# Segmenting and Clustering Neighborhoods in Toronto
## Part One

We will be using the BeautifulSoup package to scrape the table from the provided web address.

In [1]:
import requests
import pandas as pd
from bs4 import BeautifulSoup

In [2]:
website_url = requests.get('https://en.wikipedia.org/wiki/List_of_postal_codes_of_Canada:_M').text

In [3]:
soup = BeautifulSoup(website_url, 'lxml')

In [4]:
table = soup.find_all('table', class_ = "wikitable sortable")

In [5]:
len(table)

1

Fortunately there is only one table on the page, meaning we do not have to narrow anything down to scrape our data.

In [6]:
table = table[0]
type(table)

bs4.element.Tag

Now it's time to convert the table to a dataframe.

In [7]:
table_rows = table.find_all('tr')

res = []
for tr in table_rows:
    td = tr.find_all('td')
    row = [tr.text.strip() for tr in td if tr.text.strip()]
    if row:
        res.append(row)
df = pd.DataFrame(res, columns=["Postcode", "Borough", "Neighbourhood"])
df=df.rename(columns = {'Postcode':'Postal Code', 'Neighbourhood':'Neighborhood'})
df.head(10)

Unnamed: 0,Postal Code,Borough,Neighborhood
0,M1A,Not assigned,Not assigned
1,M2A,Not assigned,Not assigned
2,M3A,North York,Parkwoods
3,M4A,North York,Victoria Village
4,M5A,Downtown Toronto,Harbourfront
5,M5A,Downtown Toronto,Regent Park
6,M6A,North York,Lawrence Heights
7,M6A,North York,Lawrence Manor
8,M7A,Queen's Park,Not assigned
9,M8A,Not assigned,Not assigned


In [8]:
df.shape

(288, 3)

First we'll remove the postal codes that don't have a borough.

In [9]:
df1 = df[df.Borough != 'Not assigned']
df1.head(10)

Unnamed: 0,Postal Code,Borough,Neighborhood
2,M3A,North York,Parkwoods
3,M4A,North York,Victoria Village
4,M5A,Downtown Toronto,Harbourfront
5,M5A,Downtown Toronto,Regent Park
6,M6A,North York,Lawrence Heights
7,M6A,North York,Lawrence Manor
8,M7A,Queen's Park,Not assigned
10,M9A,Etobicoke,Islington Avenue
11,M1B,Scarborough,Rouge
12,M1B,Scarborough,Malvern


In [10]:
df1.shape

(211, 3)

Then we'll assign the areas that don't have a neighborhood to their overarching borough.

In [11]:
df1.Neighborhood[df1.Neighborhood == 'Not assigned'] = df1.Borough
#df.col1[df.col1 == 0] = df.col3
df1.head(10)

A value is trying to be set on a copy of a slice from a DataFrame

See the caveats in the documentation: http://pandas.pydata.org/pandas-docs/stable/indexing.html#indexing-view-versus-copy
  self._update_inplace(new_data)
A value is trying to be set on a copy of a slice from a DataFrame

See the caveats in the documentation: http://pandas.pydata.org/pandas-docs/stable/indexing.html#indexing-view-versus-copy
  exec(code_obj, self.user_global_ns, self.user_ns)

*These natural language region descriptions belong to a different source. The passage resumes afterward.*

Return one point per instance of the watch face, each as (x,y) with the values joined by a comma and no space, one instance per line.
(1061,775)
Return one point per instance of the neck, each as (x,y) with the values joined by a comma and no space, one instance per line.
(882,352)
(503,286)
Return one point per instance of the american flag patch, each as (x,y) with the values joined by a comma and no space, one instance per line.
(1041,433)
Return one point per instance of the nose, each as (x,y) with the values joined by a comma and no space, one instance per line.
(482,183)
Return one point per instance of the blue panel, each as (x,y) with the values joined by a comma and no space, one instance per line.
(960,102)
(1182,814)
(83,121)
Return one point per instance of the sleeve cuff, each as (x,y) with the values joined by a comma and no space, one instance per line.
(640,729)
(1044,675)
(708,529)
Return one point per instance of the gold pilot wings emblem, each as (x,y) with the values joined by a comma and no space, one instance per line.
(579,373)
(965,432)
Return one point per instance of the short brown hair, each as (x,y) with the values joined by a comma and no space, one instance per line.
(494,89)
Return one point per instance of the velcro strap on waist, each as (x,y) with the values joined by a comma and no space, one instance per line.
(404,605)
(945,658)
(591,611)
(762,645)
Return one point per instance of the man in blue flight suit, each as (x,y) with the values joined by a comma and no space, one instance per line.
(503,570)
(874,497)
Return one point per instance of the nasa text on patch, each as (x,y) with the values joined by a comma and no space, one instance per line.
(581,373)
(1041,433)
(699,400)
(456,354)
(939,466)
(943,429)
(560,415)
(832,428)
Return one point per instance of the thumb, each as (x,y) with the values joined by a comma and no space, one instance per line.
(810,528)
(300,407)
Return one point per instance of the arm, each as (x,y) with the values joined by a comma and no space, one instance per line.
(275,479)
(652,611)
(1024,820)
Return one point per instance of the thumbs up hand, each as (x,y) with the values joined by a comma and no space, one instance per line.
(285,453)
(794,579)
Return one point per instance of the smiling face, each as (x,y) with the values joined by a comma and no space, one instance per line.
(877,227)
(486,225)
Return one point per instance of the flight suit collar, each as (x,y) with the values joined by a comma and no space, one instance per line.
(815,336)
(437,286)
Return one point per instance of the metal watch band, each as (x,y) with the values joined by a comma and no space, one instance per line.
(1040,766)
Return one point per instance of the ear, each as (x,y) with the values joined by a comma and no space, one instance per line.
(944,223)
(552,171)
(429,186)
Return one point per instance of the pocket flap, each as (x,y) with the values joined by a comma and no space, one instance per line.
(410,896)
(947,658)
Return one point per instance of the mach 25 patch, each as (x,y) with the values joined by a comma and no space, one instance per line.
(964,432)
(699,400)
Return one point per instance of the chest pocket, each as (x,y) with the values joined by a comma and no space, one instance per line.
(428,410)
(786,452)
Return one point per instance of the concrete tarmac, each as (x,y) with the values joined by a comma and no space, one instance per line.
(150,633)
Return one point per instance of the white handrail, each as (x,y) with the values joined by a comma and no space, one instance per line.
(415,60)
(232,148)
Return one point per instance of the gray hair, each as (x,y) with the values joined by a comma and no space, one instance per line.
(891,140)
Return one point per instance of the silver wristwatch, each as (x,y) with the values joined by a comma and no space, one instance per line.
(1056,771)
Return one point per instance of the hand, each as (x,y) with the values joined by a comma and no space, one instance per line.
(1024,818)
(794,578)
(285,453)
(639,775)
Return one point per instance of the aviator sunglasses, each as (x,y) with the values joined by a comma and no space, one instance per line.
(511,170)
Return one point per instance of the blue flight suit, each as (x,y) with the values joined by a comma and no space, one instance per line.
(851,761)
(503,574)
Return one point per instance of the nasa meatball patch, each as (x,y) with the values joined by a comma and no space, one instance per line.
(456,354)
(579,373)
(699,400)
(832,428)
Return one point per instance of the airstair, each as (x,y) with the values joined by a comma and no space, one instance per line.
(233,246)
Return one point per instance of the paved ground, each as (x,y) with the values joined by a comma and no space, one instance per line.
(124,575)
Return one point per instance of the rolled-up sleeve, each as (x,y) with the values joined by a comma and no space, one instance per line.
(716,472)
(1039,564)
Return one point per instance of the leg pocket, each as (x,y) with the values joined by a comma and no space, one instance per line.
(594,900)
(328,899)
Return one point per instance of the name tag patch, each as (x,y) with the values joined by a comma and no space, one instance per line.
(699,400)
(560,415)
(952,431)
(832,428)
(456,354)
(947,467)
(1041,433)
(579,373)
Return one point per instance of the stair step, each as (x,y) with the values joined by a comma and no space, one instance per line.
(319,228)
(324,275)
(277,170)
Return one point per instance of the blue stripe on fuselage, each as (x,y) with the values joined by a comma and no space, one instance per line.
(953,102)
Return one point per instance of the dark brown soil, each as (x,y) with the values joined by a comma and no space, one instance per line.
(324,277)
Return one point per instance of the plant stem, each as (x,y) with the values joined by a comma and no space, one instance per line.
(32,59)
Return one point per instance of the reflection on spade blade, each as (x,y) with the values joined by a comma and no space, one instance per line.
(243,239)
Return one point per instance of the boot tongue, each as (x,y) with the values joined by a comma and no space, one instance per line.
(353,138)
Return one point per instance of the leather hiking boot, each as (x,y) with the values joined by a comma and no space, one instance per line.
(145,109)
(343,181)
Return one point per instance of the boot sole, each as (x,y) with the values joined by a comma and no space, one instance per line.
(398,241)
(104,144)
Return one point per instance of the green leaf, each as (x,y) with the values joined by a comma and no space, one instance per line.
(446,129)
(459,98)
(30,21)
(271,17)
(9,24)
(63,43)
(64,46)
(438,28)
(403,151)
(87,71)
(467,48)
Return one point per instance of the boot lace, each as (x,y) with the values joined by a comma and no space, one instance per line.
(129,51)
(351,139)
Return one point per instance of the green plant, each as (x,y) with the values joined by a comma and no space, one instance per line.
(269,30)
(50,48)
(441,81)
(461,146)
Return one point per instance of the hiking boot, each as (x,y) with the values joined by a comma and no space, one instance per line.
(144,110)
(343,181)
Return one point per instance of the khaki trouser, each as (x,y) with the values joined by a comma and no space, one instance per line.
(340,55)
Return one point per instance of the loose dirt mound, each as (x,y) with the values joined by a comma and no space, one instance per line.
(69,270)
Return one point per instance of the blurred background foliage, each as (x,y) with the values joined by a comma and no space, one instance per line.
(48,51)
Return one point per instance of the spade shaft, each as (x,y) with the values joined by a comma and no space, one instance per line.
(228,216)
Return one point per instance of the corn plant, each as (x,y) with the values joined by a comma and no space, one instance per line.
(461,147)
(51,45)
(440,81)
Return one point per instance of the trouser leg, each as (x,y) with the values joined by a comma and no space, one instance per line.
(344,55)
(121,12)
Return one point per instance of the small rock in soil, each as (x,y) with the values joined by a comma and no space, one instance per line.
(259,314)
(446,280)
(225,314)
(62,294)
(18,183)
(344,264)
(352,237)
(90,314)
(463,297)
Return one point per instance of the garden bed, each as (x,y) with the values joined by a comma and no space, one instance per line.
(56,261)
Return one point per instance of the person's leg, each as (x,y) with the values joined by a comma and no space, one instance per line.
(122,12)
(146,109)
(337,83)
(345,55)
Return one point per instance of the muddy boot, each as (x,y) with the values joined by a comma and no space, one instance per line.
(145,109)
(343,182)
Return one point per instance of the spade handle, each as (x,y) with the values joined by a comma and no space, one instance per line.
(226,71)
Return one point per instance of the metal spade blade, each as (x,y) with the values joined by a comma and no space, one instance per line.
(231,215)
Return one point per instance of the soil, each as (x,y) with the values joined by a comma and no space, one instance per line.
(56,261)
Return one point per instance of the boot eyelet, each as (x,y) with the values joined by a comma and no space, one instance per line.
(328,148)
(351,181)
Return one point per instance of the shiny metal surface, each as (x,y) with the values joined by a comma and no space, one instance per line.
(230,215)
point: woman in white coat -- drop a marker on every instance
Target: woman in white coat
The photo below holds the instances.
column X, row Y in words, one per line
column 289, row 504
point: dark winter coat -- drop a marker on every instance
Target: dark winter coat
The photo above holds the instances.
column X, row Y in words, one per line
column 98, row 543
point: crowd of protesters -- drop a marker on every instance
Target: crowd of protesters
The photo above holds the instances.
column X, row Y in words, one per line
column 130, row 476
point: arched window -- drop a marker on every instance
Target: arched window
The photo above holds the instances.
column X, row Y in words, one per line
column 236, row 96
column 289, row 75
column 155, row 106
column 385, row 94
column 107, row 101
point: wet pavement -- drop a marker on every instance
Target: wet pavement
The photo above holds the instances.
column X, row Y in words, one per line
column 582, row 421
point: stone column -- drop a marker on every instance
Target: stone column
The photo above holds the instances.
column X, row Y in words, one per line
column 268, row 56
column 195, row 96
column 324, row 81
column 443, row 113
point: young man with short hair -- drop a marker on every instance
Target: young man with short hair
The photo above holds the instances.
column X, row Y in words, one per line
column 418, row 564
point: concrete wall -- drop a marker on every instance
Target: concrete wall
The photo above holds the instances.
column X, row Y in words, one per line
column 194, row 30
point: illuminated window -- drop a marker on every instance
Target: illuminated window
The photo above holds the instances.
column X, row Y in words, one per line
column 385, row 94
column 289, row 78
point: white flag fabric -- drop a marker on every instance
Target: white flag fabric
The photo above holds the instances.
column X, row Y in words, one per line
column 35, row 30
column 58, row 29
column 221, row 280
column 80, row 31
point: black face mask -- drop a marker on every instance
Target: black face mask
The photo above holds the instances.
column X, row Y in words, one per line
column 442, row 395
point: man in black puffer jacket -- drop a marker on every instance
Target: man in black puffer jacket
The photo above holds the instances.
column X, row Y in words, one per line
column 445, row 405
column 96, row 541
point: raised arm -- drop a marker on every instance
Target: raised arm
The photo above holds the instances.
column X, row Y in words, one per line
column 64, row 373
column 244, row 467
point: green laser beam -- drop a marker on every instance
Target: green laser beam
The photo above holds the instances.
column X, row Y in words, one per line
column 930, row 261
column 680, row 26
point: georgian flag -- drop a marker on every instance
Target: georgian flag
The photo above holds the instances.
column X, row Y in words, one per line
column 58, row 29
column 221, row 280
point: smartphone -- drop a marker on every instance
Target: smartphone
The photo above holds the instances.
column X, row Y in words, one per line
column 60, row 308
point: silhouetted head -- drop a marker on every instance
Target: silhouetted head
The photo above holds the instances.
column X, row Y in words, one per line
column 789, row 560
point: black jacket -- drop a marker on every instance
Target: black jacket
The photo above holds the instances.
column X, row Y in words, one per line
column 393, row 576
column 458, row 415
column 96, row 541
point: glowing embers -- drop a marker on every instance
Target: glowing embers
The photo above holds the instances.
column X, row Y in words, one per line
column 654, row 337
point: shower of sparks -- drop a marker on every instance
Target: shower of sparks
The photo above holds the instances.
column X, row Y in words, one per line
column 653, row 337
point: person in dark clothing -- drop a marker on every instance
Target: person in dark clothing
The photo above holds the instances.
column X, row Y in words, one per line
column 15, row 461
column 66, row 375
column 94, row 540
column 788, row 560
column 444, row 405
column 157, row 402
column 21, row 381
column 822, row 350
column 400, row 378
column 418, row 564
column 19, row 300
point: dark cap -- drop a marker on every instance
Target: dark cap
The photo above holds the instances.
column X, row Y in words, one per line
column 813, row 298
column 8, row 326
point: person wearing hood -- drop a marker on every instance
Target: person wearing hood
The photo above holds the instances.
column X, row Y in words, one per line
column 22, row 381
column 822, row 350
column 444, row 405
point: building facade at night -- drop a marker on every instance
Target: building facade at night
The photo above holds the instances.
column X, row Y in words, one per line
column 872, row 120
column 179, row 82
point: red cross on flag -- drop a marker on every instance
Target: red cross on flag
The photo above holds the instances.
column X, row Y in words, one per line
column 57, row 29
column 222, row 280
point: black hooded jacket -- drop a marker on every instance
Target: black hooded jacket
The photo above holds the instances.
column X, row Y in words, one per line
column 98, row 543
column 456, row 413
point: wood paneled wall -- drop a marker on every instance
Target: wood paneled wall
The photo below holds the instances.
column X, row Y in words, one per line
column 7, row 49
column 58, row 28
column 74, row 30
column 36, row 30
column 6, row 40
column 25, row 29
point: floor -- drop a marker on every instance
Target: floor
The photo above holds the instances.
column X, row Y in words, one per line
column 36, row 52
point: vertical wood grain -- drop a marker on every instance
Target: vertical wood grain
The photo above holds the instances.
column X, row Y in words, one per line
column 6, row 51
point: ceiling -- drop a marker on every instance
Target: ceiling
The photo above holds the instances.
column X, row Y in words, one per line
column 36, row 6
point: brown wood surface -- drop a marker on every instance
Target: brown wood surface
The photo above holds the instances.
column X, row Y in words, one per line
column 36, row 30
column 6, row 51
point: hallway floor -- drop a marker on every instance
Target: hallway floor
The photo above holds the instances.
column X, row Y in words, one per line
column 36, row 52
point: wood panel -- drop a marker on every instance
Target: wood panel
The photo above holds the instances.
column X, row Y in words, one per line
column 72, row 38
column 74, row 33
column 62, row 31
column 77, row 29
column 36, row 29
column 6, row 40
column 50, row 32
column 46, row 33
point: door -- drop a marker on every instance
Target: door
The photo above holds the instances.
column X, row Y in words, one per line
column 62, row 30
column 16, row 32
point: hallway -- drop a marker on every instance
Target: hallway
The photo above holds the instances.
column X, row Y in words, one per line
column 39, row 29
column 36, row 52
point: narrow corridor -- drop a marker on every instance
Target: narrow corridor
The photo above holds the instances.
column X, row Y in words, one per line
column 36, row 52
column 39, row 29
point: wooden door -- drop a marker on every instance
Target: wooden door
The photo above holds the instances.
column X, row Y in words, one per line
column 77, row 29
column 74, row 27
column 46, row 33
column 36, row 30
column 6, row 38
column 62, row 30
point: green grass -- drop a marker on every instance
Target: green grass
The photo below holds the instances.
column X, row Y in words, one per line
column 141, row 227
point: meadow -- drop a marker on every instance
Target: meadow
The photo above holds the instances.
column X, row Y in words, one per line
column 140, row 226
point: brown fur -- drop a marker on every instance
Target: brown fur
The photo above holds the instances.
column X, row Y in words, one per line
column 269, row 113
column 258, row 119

Unnamed: 0,Postal Code,Borough,Neighborhood
2,M3A,North York,Parkwoods
3,M4A,North York,Victoria Village
4,M5A,Downtown Toronto,Harbourfront
5,M5A,Downtown Toronto,Regent Park
6,M6A,North York,Lawrence Heights
7,M6A,North York,Lawrence Manor
8,M7A,Queen's Park,Queen's Park
10,M9A,Etobicoke,Islington Avenue
11,M1B,Scarborough,Rouge
12,M1B,Scarborough,Malvern


Finally we'll group the neighborhoods by their postal code and borough.

In [12]:
df2 = df1.groupby(['Postal Code','Borough'])['Neighborhood'].apply(', '.join).reset_index()
df2.head(20)

Unnamed: 0,Postal Code,Borough,Neighborhood
0,M1B,Scarborough,"Rouge, Malvern"
1,M1C,Scarborough,"Highland Creek, Rouge Hill, Port Union"
2,M1E,Scarborough,"Guildwood, Morningside, West Hill"
3,M1G,Scarborough,Woburn
4,M1H,Scarborough,Cedarbrae
5,M1J,Scarborough,Scarborough Village
6,M1K,Scarborough,"East Birchmount Park, Ionview, Kennedy Park"
7,M1L,Scarborough,"Clairlea, Golden Mile, Oakridge"
8,M1M,Scarborough,"Cliffcrest, Cliffside, Scarborough Village West"
9,M1N,Scarborough,"Birch Cliff, Cliffside West"


In [13]:
df2.shape

(103, 3)

The final dataframe has 103 rows and 3 columns.